A recent study found that 75% of homeless young people use social networks to stay connected to others – a number comparable to that of university and college students.
The study, led by the University of Alabama’s Rosanna Guadagno, surveyed 237 college and 65 homeless young people that were an average of 19 years old. A vast majority of both groups reported using social media networks such as Twitter and Facebook for at least one hour each day.
Over 90 percent of college students reported using social media programs for at least one hour every day.
“To the extent that our findings show a ‘digital divide’ between undergraduates at a four-year university and age-matched participants in a program for homeless young adults, it is mainly in types of Internet use and not access to the Internet, and that divide is relatively minor. Since it is clear that the proportions of undergraduates and homeless young adults accessing social networking sites are similar, we assert that the term digital divide is not descriptive of the young adult population.”

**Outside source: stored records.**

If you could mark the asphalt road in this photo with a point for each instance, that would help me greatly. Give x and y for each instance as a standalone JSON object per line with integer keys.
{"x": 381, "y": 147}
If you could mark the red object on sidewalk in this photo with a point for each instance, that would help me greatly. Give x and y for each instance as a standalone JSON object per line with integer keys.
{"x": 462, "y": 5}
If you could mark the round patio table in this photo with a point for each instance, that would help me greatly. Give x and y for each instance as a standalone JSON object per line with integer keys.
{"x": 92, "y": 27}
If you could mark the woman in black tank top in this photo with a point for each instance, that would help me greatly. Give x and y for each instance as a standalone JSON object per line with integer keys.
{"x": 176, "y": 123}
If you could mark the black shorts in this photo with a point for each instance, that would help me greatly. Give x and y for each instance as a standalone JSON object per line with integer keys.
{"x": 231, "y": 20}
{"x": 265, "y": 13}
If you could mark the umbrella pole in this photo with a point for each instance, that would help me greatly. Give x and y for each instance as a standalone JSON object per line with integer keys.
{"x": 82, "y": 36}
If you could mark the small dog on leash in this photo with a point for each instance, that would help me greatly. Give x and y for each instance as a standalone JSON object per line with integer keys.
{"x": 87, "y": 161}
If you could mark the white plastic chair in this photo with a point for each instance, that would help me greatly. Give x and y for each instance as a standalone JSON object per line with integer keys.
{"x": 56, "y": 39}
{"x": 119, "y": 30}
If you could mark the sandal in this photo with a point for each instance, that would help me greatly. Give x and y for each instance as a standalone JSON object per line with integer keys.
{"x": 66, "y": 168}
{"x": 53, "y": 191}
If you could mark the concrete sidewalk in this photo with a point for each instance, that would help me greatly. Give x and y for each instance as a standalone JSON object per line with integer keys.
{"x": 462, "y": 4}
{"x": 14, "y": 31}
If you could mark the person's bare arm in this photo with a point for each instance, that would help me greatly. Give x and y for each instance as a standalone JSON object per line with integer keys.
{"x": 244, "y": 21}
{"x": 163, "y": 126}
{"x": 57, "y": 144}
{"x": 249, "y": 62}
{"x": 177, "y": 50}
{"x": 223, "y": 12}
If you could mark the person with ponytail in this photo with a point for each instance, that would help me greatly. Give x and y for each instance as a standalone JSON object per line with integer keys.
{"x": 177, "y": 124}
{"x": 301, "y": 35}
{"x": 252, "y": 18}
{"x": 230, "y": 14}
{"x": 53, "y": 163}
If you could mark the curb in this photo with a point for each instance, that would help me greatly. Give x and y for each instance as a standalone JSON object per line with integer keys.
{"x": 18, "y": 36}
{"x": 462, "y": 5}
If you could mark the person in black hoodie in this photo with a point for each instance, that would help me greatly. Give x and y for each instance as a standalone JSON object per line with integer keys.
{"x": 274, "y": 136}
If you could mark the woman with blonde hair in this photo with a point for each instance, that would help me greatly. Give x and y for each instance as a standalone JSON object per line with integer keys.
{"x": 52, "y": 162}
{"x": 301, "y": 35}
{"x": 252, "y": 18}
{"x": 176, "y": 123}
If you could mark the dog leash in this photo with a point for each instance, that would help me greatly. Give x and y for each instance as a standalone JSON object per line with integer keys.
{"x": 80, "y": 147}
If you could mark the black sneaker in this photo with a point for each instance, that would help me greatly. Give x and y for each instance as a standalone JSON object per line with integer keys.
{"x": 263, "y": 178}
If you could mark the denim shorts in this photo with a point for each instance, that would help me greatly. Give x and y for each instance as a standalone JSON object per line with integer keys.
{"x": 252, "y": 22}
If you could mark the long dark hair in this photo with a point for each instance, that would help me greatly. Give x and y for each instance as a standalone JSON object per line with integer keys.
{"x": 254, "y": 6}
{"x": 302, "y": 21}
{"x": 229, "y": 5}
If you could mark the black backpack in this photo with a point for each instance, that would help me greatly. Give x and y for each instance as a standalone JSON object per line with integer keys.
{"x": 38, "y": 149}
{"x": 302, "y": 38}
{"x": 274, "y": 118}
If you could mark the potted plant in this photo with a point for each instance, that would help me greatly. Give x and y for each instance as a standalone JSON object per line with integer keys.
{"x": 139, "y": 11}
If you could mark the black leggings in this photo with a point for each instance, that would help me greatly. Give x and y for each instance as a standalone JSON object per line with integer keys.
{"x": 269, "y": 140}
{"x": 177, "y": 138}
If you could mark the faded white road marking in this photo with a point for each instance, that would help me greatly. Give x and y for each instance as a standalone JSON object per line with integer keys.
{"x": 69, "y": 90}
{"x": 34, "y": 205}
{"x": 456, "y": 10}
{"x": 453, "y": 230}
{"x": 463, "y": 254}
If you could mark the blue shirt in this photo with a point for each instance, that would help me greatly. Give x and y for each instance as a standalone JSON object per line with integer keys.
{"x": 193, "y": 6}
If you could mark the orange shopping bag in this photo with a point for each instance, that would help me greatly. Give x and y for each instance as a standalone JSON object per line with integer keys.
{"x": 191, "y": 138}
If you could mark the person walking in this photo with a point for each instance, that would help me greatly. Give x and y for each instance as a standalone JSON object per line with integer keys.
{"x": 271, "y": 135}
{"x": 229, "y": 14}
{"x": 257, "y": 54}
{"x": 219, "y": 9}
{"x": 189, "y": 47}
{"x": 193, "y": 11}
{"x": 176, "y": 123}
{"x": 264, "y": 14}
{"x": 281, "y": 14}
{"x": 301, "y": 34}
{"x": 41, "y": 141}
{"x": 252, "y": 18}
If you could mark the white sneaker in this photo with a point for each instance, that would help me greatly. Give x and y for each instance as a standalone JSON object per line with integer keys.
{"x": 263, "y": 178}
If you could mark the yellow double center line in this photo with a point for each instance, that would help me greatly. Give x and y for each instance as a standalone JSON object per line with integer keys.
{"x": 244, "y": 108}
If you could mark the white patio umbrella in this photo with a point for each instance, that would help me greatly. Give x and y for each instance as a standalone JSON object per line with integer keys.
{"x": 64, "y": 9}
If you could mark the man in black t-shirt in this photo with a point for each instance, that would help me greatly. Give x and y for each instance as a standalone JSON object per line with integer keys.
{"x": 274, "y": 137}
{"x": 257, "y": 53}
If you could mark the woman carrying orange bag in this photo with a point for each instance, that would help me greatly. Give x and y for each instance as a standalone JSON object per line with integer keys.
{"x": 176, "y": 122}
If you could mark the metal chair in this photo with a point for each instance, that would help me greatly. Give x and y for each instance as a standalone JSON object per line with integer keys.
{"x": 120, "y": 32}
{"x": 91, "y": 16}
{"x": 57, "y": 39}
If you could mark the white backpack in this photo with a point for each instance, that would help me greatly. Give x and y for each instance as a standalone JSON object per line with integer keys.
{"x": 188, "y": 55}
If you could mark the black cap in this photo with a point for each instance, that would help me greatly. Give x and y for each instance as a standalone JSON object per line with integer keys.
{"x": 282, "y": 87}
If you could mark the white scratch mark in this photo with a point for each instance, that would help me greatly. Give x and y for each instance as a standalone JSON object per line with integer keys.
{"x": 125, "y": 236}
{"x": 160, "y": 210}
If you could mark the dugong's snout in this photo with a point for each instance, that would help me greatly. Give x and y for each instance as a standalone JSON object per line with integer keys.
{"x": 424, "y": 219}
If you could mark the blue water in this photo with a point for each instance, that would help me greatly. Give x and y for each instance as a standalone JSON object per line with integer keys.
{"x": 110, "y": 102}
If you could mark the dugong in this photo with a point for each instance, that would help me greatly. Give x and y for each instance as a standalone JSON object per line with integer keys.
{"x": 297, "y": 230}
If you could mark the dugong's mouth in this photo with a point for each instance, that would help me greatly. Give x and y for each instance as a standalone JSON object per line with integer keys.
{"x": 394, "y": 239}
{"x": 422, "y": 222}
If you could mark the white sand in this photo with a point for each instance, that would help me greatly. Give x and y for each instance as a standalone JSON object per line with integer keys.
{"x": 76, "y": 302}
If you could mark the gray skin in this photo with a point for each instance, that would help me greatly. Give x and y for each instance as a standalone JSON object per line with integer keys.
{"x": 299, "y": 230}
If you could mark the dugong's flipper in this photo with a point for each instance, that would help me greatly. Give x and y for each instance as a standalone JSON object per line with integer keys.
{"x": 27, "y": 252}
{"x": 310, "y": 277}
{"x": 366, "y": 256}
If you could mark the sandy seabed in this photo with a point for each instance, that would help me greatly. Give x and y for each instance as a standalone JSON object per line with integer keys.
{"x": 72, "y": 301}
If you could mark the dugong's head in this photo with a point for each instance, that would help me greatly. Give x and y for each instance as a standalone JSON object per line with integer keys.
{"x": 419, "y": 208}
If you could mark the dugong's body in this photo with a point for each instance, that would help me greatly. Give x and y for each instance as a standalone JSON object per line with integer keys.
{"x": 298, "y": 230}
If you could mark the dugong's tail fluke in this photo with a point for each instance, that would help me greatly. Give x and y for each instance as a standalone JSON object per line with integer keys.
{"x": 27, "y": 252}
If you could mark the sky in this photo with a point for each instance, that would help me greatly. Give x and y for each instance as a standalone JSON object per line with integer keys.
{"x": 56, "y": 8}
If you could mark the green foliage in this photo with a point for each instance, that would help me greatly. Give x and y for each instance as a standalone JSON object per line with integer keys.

Another recent study from the University of Dayton found that homeless youth are closely linked to social media in their daily lives. They don’t only use such networks for social contact and equality, but as a means to solve practical daily issues.
Art Jipson, the head of the Dayton study, found that the homeless use social media as a place where all people are treated “equally,” and through a series of interviews, discovered that it can also be a medium to find social services, somewhere to sleep and their next hot meal.
I’d be interested to know if any similar research has occurred in the UK with the ever increasing group of sofa surfer teenagers.